As your Congressman, Josh will prioritize:
- Providing zero- or low-interest federally backed home loans for homebuyers of color to counter the historical effects of redlining.
- Addressing underinvestment in historically non-white neighborhoods by providing grants to develop and rehabilitate existing homes, commercial property, and transit infrastructure, and passing the Neighborhood Homes Tax Credit to incentivize home buying for low- and moderate- income borrowers.
- Bringing multiple agencies together to address the national crisis of affordable housing.
- Reducing housing discrimination by addressing inequity in home appraisals and mortgage rates, and by aligning federal enforcement efforts with the provisions in the Fair Housing Act.

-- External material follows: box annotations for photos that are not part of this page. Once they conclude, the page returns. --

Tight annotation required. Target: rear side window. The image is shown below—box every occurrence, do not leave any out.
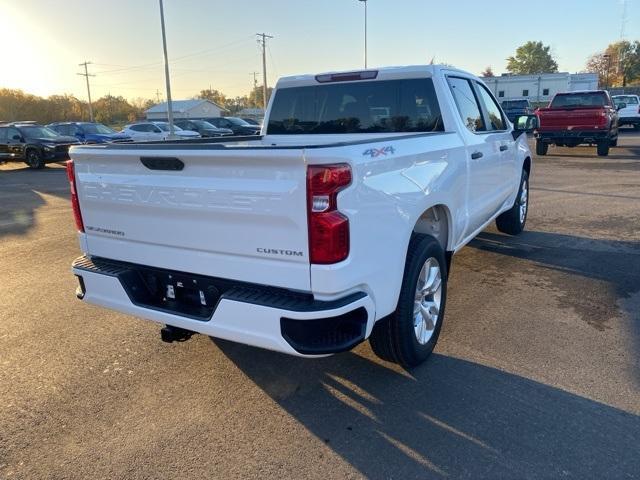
[267,78,444,135]
[448,77,486,132]
[476,82,507,130]
[551,92,609,108]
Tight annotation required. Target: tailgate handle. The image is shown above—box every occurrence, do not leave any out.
[140,157,184,172]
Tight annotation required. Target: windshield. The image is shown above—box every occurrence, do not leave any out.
[502,100,528,108]
[154,122,182,132]
[613,95,638,105]
[82,123,116,135]
[224,117,249,127]
[551,92,607,108]
[267,78,444,135]
[19,125,60,138]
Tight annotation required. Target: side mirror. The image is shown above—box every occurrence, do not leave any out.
[513,115,539,139]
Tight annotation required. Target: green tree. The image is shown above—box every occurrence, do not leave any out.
[480,65,495,77]
[507,41,558,75]
[586,40,640,87]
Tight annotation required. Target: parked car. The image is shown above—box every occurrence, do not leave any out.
[239,117,262,127]
[612,95,640,130]
[204,117,260,136]
[68,65,537,366]
[501,100,534,122]
[174,119,233,137]
[0,122,80,168]
[47,122,133,143]
[121,122,200,142]
[535,90,618,156]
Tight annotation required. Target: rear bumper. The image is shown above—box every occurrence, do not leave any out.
[534,130,610,143]
[72,257,375,356]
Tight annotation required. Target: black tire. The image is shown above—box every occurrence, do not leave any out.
[496,170,529,235]
[597,140,609,157]
[25,148,44,170]
[369,234,448,368]
[536,140,549,156]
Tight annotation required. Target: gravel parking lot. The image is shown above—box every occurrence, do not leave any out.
[0,133,640,479]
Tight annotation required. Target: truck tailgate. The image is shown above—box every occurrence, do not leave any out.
[538,108,606,130]
[71,147,310,290]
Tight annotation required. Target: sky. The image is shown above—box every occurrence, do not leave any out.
[0,0,640,103]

- Increasing the federally available capital for BIPOC entrepreneurs through the Small Business Administration.
- Developing programs in conjunction with the Department of Education to help prospective first-generation college students navigate applying and paying for college.
- Investing in HBCUs through direct granting programs, and by expanding Pell Grants for students attending HBCUs.
- Making community college free for everyone.
- Studying the federal decriminalization of marijuana, which has been demonstrated to reduce arrests and racial disparities in law enforcement on a state level.
- Instituting federal guidelines for “use of force”: Black and Latino men are 50 percent more likely than their white counterparts to be involved in forceful police interactions, and there’s currently no federal standard governing when and how officers should use such force.
- Requiring state agencies to collect, maintain, and report data on deaths in custody and all officer-involved shootings, both lethal and non-lethal.
- Increasing federal funding for community-based restorative justice programs.
- Expanding FOIA access to increase police accountability and transparency in law enforcement.